Several noninvasive preoperative localization modalities are available, including technetium-99m (99m Tc) sestamibi scintigraphy, ultrasonography, computed tomography (CT), magnetic resonance imaging (MRI), and thallous chloride-201(201Tl) –99mTc-pertechnetate subtraction scanning. Most recently, four-dimensional CT and positron emission tomography (PET)-CT fusion studies have also been used with success for parathyroid localization. There is general consensus that the single best study is sestamibi, especially when combined with SPECT, and it is now the most common nuclear medicine study performed.

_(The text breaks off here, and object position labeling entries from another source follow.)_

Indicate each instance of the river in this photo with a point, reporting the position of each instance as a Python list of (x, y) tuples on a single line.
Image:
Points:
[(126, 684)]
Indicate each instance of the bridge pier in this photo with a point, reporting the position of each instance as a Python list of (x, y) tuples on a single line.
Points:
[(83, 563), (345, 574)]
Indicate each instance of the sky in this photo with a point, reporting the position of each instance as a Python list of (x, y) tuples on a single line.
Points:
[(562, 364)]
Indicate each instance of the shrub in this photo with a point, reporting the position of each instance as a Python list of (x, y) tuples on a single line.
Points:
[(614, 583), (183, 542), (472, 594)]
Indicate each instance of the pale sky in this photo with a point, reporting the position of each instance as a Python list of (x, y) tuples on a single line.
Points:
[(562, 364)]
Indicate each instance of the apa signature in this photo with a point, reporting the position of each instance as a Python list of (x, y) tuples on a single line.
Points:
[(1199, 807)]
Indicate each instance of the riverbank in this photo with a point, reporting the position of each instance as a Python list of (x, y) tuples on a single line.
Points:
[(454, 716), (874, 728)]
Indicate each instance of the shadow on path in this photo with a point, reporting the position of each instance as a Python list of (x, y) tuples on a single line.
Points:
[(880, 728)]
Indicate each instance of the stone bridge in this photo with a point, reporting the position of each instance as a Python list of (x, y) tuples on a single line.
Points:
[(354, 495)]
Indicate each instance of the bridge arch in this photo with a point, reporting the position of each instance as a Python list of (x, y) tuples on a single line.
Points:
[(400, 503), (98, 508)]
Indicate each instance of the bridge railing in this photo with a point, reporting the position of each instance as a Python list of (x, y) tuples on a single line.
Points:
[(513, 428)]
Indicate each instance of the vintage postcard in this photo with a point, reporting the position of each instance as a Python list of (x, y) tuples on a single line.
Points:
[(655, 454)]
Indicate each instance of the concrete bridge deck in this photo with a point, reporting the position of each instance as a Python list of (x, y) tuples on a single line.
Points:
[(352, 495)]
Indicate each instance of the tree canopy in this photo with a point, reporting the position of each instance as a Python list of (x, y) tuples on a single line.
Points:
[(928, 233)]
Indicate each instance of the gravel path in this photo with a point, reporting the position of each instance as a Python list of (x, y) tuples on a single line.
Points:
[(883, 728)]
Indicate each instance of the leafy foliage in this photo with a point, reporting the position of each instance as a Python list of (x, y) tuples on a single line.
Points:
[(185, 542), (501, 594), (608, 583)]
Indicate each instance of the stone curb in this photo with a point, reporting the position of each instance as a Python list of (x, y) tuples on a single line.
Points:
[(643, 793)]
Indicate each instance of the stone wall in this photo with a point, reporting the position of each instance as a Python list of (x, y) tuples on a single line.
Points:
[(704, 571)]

In 1989, 99mTc, used for cardiac imaging, also was noted to be avidly taken up by parathyroid tissue. The study works by mitochondrial uptake of 99mTc-sestamibi, and parathyroid cells typically have a large number of mitochondria. Sestamibi, a monovalent lipophilic cation, diffuses passively across cell membranes and concentrates in mitochondria. Hence, it is preferentially concentrated in adenomatous and hyperplastic parathyroid tissue because of increased blood supply, higher metabolic activity, and absence of P-glycoprotein on the cell membrane (Fig. 39-4). Sestamibi imaging can be performed preoperatively for MIP planning or on the morning of surgery in the operating room in conjunction with the use of a gamma probe to guide the surgeon during surgery.20
Ultrasound is effective, noninvasive, and inexpensive, but its limitations include operator dependency and restriction to application in the neck because it cannot image mediastinal parathyroid lesions (Fig. 39-5).21 It has a 48% to 74% true-positive rate. Ultrasound often is used in combination with sestamibi, in which case the combined true-positive rate rises to 90%. CT and MRI provide cross-sectional imaging and are useful for visualizing mediastinal tumors and glands within the tracheoesophageal groove. MRI does not involve the use of radiation, and parathyroid adenomas often appear intense on T2-weighted images. CT is less expensive and has a sensitivity of 70% and a specificity of nearly 100%. In a study of 42 surgical patients with primary HPT in which alternative preoperative localization strategies were compared, sensitivity was highest for sestamibi using the 99mTc subtraction technique (95%), followed by 201Tl-99mTc subtraction (86%), CT (83%), and ultrasound (81%).22
Four-dimensional CT (4D-CT), a novel imaging modality similar to CT angiography, is derived from three-dimensional (3D)-CT scanning with an added dimension from the changes in perfusion of contrast over time. It generates detailed multiplanar images of the neck and allows the visualization of differences in the perfusion characteristics of hyperfunctioning parathyroid glands (i.e., rapid uptake and washout). Therefore, 4D-CT images provide anatomic and functional information (Fig. 39-6). In a study of 75 patients with primary HPT, 4D-CT demonstrated improved sensitivity (88%) over sestamibi (65%) and ultrasonography (57%) when the imaging studies were used to lateralize hyperfunctioning parathyroid glands to one side of the neck.23
FIGURE 39-6 4D-CT showing increased uptake on delayed phase imaging of a parathyroid adenoma (arrow).